Finally, the output sequence of the moment is obtained through the output layer of the RNN with the following computational expression: (19) $y_{t} = f (v h_{t} + b_{t})$

RNN backward propagation

The backward propagation of RNN is performed by superimposing the errors caused by the gradient descent of the input and hidden layers into the final output sequence, which in turn affects the weight coefficients to be re-updated.

Long Short Neural Network (LSTM) is a recurrent neural network specialized in processing large data sequences and is suitable for medium to long time sequences and is capable of learning the correlation between before and after time [21].

LSTM is divided into three parts: forgetting, inputs and outputs, and introduces a state unit to coordinate the network.

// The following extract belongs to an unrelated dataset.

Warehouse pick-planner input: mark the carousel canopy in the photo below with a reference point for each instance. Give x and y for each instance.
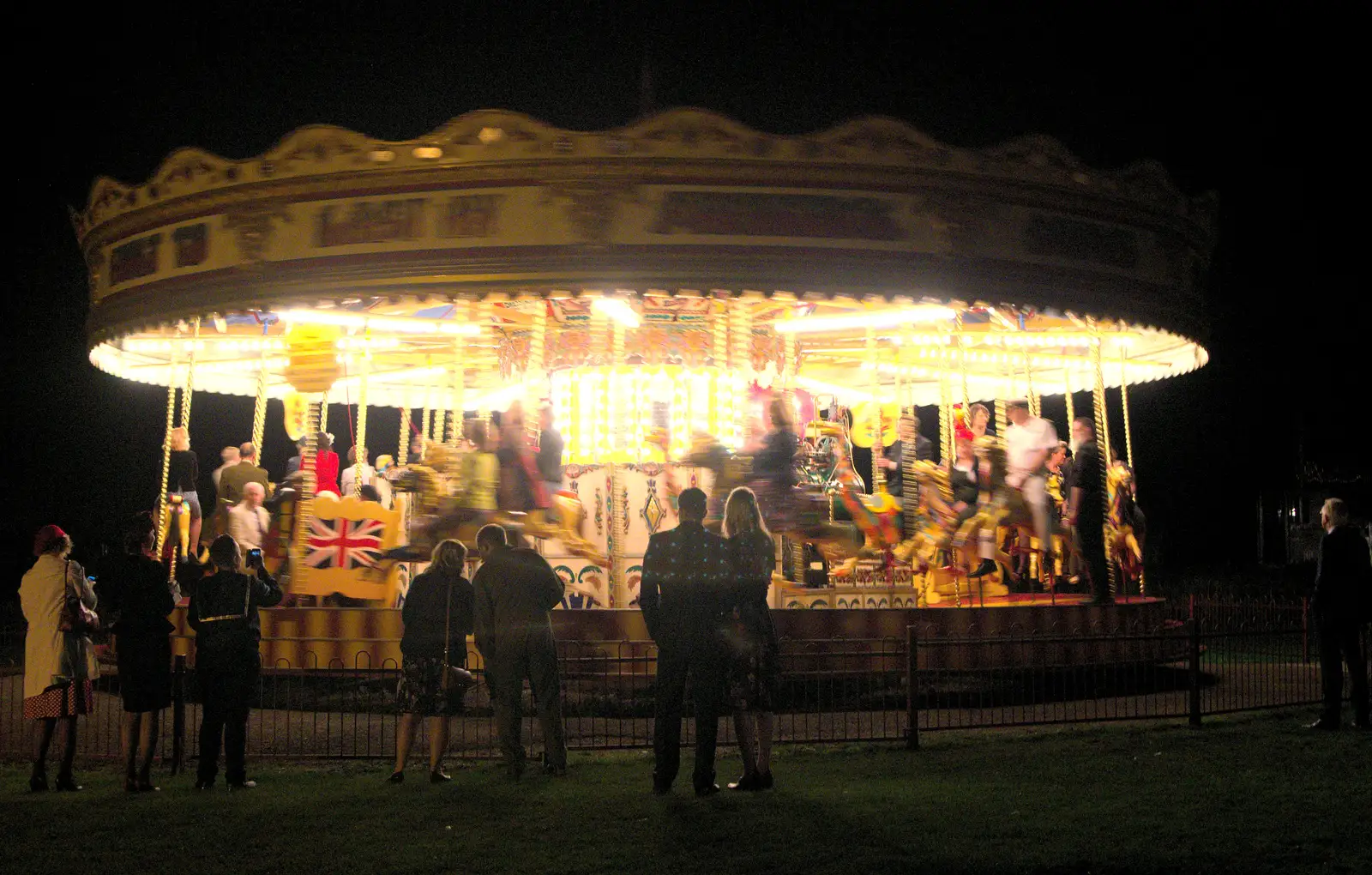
(857, 261)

The forgetting gate depends on the time series of the LSTM module, and the input part has the time series of the current moment, and the time series data and state of the previous moment. Its computational expression is as follows: (20) $f_{t} = σ (u_{f} x_{t} + w_{f} h_{t - 1} + b_{f})$

After the input data passes through the oblivion gate of removing invalid information, it enters the input gate, which selects and generates candidate values for the input time series, and obtains the recombined time series input data, which determines the degree of retention of the time series input data at the moment of t, and selectively updates the state of the cell as well as stores new information. The computational expression is as follows: (21) $i_{t} = σ (u_{i} x_{t} + w_{i} h_{t - 1} + b_{i})$

Where u_i,w_i,b_i denotes the input gate parameter, after the linear transformation of the input at the t moment and the output of the hidden layer, the input state at the t moment can be obtained by using the Tanh function, which actually integrates the state information of the input and the output at the t moment, and obtains the new state quantity. The expression is as follows: (22) ${\tilde{c}}_{t} = Tanh (u_{c} x_{t} + w_{c} h_{t - 1} + b_{c})$

The state unit always exists inside the LSTM and provides a state update function to update the state of the current t moment in time. Firstly, the data state information of the previous moment is retained and integrated with the data state information of the current t moment to get the output data of the current t moment. The calculation expression is as follows: (23) $c_{t} = c_{t - 1} * f_{t} + {\tilde{c}}_{t} * i_{t}$

Selecting and updating the data at the input gate, the LSTM obtains the new time series data, and finally obtains the output data of t moment through the state unit for the state situation of the current moment. The computational expression is as follows: (24) $\begin{array}{l} o_{t} = σ (u_{o} x_{t} + w_{o} h_{t - 1} + b_{o}) \\ h_{t} = o_{t}^{*} Tanh (c_{t}) \end{array}$

Where u_o,w_o,b_o denotes the output gate parameter, the output data at the t moment is obtained by the joint action of the output gate o_i and the state unit c_i.

2.2.3

Decomposition-based ARIMA-LSTM resource prediction

Empirical Mode Decomposition

Empirical Mode Decomposition (EMD) is a method for processing instantaneous frequency signals. The workflow of EMD has the following four steps:

For the original time series, it is necessary to find the maximum and minimum values at each point and calculate the average value of the envelope with the expression: (25) $M_{i} (t) = \frac{S_{i} (t) + X_{i} (t)}{2}$

Where s_i(t) and X_i(t) denote the upper and lower envelopes fitted for all local maxima and minima, respectively, and i denotes the number of cycles.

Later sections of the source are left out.